The problem lies in the divided responsibilities within the EU — with member states retaining most of the power for the price of medicines, which inevitably subverts or even vitiates the discussion at EU level of industrial policy. So little serious improvement can be expected no matter how often Liikanen (or his predecessors, or his successors) repeat mantras about a new future, such as Liikanen's assertion that "our long-held objective is to create a 'Standort Europa' where Europe, once again, becomes the favoured location for pharmaceutical research and innovation. We want to do this in a way that meets the specific challenges facing this sector while also tackling the risks of deindustrialization and delocalization."

The Deputy Prime Minister of Ireland (which has chaired EU business in the first half of 2004) maintained the same fiction at the same meeting. Mary Harney, who is also Irish Minister for Enterprise, Trade and Employment, ritually intoned her "firm belief" in "the need to regularly reiterate and highlight the importance of the pharmaceutical sector to the European economy." She too noted that "the productivity gap vis-à-vis the US is widening in the high tech areas," because of "Europe's comparatively poor performance in R&D and innovation." And she was under no illusions as to the principal cause: "The constraints that stifle economic growth and innovation do not come from outside, but rather from inside the EU economies themselves."

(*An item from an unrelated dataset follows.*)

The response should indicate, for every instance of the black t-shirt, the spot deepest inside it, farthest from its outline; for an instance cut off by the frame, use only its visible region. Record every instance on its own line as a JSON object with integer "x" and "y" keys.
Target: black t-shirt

But the recognition of the problem — and the identification of the solution — remained at a theoretical level. "Investment decisions of firms operating in a global market place are influenced by the economic climate that exists in the EU and in the member states," she said. So "Europe is not at the mercy of competition from lower-cost locations; it is very much the master of its own destiny." Her recipe, for which she claimed the backing of EU ministers responsible for industry, was clear and direct. "What is required is lighter regulation of industry and business, particularly for those sectors operating in a global market place where competition is intense, and we must be more supportive of innovation. Better regulation is crucially important for competitiveness." There are, she insisted, "compelling economic reasons for undertaking regulatory reform."

Which is all very well. But if all the EU is able to do is to talk endlessly about the problem, rather than act, then the problem remains. And the G10 exercise demonstrates again that talk is the maximum output, obfuscating rather than clarifying what needs to be done.

The new European Commission that will take up the reins of EU business in November faces many challenges. Prominent among them will be the urgent need to boost EU competitive capacity. It will be a step forward if the new chiefs of EU policy making abandon the pretence that benchmarking, innumerable working groups and long paragraphs of meaningless bureaucratese constitute a solution to the dilemma facing the pharmaceutical sector. For the pharmaceutical industry still being swept along in Europe's turbulent stream, it could be a matter of sink or swim.